Il est mou, il est froid, il est chauve, il est le symbole même de l’humilité. Pourtant, il bosse non-stop à notre salut et le moins que l’on puisse dire, c’est que nous ne lui avons pas facilité la tâche ces dernières décennies. C’est un compagnon familier, certains d’entre nous n’hésitent pas à l’emmener à la pêche, c’est dire ! D’autres considèrent d’un œil peu amène ses tortillons grassouillets qui collent aux semelles. Tous le méprisent un peu, il est vrai qu’il n’est pas très sexy et on ne peut pas dire qu’il soit un animal de compagnie très démonstratif sauf quand on le glisse dans le cou de sa copine en cours de maths.

Et pourtant mesdames, messieurs, le ver de terre, car c’est de lui dont on cause, va nous sauver la mise.

Saviez-vous qu’Aristote l’appelait «l’intestin de la terre» ? Saviez-vous que le grand Charles (Darwin) lui a consacré son ultime ouvrage ? Saviez-vous que tous les efforts de l’agriculture depuis les débuts du néolithique prétendent à faire son boulot ? Et que depuis ces temps reculés et malgré notre «génie» nous n’avons jamais pu l’égaler en efficacité ?

Peut-être aimerez-vous savoir aussi que cette bestiole est hermaphrodite, que sa sexualité est pour le moins éclectique et qu’elle n’hésite pas à se pisser dessus pour hydrater sa peau et garder sa fraîcheur scandinave. Et comme c’est un être conscient de ses responsabilités dans l’écosystème, il pousse l’amabilité jusqu’à servir de festin d’oméga 3 aux poules et consœurs qui, elles, ne le méprisent pas.

Et voilà que ce travail colossal, ces services inestimables quoique peu spectaculaires sont en baisse constante dans la majorité de nos sols agricoles très travaillés et en sol nu.

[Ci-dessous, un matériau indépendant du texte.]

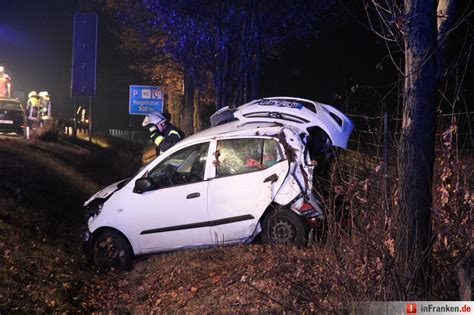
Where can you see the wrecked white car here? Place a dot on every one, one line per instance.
(224, 185)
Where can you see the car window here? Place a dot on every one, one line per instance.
(185, 166)
(239, 156)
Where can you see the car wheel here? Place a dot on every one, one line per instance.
(282, 226)
(112, 250)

Quelle est cette agriculture qui transforme des sols vivants en sols morts, substrats quasi neutres (mais empoisonnés) dans lesquels nous devons ajouter quantité d’intrants chaque année - pour la plus grande joie de M. Monsanto qui se frotte les mains en attendant que la planète devienne une immense serre de culture hydroponique cultivée sous licence. De fait, les 7 000 espèces de vers de terre qui remuent sans cesse nos sols, les aèrent et les fertilisent sont pour nous bien plus précieux que, par exemple, les énergies fossiles. On compte dans les sols vivants environ 3 tonnes de vers à l’hectare, c’est-à-dire 3 millions et demi d’individus dont chacun remue 270 fois son poids de terre par an.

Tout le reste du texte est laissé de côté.